Josh Frydenberg’s third budget has some property elements. Image – Canva, Wikipedia.
  • The federal government released their budget last night, likely the last before an election
  • Not many new surprises due to many policies being released prior to the budget
  • Family Home Guarantee arguably the most reported initiative announced

Last night was, of course, budget night.

While the budget is usually handed down on the second Tuesday of May, this tradition was postponed October last year due to Covid-19.

Two budgets ago, Treasurer Josh Frydenberg projected the first surplus – of $6 billion – since the end of the Howard-Costello rein of the federal purse. Last year, amid the global pandemic, he presented the largest deficit in the nation’s post-war history, an eye-popping $214 billion.

Forecasts were initially dire at the time. However, thanks to an array of factors such as Australia’s relative success in handling the pandemic and a surge in demand for iron ore, the Lucky Country bounced back well beyond even the most optimistic forecasts.

This enviable position, in conjunction with the high chance of a looming election in the next year, has meant that many ‘sweeteners’ materialised.

In terms of the property market, there weren’t too many surprises last night as many announcements had been released, but here is a wrap of the housing-related policies:

Family Home Guarantee

Arguably one of the most reported initiatives is the Family Home Guarantee whereby the government will guarantee 18% of a home loan for 10,000 single parents – meaning the buyer can purchase a property with just a 2% deposit.

Full details are expected to be released in due course, but the policy has garnered a positive reception.

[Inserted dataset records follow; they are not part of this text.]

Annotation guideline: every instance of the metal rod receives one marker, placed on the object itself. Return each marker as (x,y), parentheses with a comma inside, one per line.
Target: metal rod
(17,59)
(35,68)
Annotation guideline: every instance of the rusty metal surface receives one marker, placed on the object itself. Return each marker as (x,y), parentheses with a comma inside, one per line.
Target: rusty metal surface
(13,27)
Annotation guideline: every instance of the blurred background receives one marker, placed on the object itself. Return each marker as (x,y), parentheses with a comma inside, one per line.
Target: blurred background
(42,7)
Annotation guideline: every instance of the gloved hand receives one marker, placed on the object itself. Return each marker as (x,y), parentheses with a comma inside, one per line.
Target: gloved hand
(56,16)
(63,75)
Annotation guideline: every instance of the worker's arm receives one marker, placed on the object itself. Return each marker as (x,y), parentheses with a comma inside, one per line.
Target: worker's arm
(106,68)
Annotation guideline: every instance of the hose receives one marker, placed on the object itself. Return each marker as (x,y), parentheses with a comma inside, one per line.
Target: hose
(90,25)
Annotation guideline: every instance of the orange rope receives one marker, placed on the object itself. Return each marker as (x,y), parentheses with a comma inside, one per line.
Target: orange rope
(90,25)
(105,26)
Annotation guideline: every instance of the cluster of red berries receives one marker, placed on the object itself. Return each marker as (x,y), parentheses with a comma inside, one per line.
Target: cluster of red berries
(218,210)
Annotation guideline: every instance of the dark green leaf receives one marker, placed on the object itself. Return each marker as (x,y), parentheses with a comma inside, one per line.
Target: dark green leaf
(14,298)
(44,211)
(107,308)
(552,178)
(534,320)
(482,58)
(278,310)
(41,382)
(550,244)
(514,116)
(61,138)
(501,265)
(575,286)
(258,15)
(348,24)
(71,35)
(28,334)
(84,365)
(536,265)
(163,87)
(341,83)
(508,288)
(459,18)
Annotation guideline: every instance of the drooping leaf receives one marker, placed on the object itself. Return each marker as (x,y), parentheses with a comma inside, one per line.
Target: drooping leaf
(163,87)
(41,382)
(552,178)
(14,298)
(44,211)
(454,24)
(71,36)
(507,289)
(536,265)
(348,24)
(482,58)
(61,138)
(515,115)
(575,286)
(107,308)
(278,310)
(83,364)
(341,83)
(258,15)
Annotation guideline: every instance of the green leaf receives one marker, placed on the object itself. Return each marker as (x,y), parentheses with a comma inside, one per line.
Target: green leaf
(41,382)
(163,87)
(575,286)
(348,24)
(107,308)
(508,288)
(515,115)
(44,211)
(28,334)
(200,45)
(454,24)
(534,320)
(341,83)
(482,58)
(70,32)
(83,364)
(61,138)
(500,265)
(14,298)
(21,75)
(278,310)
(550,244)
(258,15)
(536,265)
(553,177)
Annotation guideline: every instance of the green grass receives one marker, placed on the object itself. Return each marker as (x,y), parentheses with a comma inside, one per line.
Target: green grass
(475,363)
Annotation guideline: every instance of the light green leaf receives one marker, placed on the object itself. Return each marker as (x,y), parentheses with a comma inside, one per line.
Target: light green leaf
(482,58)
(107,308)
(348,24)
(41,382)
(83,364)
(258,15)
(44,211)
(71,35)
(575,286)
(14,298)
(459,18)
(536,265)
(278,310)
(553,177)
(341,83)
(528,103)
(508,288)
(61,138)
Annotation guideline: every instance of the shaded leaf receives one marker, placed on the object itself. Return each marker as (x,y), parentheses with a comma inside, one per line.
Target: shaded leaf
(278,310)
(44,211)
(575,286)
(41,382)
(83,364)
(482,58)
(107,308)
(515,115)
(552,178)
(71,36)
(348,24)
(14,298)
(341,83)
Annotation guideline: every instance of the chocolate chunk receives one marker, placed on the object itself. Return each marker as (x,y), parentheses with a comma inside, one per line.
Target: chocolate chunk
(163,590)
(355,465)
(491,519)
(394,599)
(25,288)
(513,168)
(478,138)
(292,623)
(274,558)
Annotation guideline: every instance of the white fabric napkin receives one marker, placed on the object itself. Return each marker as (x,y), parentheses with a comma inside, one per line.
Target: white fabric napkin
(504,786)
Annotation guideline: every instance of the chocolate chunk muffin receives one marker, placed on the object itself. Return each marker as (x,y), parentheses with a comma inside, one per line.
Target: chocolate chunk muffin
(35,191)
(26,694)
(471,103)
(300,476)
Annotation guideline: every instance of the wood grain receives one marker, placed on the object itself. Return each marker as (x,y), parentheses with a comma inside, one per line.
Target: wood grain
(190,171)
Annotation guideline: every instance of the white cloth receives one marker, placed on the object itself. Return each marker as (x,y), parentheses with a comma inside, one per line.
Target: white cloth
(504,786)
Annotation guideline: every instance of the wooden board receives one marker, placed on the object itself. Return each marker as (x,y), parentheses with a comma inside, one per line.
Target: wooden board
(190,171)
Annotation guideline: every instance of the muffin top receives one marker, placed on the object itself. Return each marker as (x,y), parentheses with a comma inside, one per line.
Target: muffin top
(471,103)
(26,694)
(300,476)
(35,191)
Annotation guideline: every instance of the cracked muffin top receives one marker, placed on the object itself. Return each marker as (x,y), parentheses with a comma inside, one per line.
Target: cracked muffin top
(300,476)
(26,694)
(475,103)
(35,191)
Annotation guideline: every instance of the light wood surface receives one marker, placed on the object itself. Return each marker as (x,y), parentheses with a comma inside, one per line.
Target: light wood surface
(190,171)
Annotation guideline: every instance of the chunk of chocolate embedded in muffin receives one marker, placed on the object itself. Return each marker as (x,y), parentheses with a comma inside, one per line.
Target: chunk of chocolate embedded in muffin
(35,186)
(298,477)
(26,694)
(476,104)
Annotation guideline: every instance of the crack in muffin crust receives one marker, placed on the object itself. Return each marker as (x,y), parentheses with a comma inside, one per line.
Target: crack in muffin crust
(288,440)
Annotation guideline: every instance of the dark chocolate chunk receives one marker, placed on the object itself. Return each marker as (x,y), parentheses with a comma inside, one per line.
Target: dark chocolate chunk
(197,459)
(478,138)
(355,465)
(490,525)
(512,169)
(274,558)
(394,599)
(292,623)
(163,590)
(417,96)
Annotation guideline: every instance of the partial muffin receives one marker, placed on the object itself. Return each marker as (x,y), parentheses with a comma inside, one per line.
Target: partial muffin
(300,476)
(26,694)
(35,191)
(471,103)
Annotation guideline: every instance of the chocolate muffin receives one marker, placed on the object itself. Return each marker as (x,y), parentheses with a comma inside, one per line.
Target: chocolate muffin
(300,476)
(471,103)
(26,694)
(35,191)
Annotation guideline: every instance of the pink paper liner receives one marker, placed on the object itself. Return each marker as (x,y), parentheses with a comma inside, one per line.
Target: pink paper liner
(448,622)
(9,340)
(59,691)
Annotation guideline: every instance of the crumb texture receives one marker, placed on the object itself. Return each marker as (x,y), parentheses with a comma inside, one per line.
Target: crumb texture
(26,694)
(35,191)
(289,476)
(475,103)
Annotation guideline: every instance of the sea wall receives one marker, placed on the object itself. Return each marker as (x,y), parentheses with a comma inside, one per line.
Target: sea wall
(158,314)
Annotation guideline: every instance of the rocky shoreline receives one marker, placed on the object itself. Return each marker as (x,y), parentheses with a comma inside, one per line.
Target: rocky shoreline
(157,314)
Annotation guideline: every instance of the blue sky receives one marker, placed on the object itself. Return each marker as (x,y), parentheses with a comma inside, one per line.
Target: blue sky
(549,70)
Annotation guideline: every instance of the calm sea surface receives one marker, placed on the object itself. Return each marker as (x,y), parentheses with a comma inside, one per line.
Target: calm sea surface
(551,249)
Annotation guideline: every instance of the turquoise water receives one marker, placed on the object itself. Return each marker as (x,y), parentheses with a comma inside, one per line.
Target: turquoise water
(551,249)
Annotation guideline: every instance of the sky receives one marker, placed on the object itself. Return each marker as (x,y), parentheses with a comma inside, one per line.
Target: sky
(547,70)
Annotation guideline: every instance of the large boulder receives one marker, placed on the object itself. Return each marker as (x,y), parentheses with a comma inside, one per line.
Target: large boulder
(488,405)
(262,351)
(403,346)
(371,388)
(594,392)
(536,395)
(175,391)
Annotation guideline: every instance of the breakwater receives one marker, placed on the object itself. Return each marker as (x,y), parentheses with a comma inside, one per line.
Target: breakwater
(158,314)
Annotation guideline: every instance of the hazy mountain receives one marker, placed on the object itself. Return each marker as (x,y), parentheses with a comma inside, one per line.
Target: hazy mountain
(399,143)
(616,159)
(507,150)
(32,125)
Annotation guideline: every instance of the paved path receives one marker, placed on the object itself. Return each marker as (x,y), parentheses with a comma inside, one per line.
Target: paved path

Single parents typically have lower rates of homeownership compared to the rest of the population and women represent about 64% of lone parent and adult households, according to the Australian Institute of Health and Welfare.

Increased cap for the First Home Super Saver Scheme

Introduced by former Treasurer Joe Hockey during the Abbot era, the scheme allows potential first home buyers to make voluntary contributions towards their super that can then be withdrawn for a deposit. This allows individuals to take advantage of super-related tax incentives in order to accelerate savings. As part of the budget, the cap has been increased from $30,000 to $50,000.

Eligibility age decreases for downsizer super contribution

Australians 60 and older can now make a tax-free contribution to their super of up to $300,000 from their selling their home. Previously, the minimum age was 65.

This allows downsizers to take advantage of super-related tax benefits and the $300,000 cap applies to an individual – so couples between them can put $600,000 into their super.

It is hoped this will encourage more older Australians to downsize and increase housing stock, especially for larger family homes. Undersupply is an issue in the market.

Other announcements included an additional 10,000 places for the first home loan deposit scheme and an additional $15.2 billion in infrastructure investment, which brings the total investment in such projects to $110 billion over the next decade.

All of these suggest the housing and construction industries will not be slowing down anytime soon.

Some of the announcements will help kick along demand (single parents, first homeowners) whereas others (older Australians downsizing) should assist supply.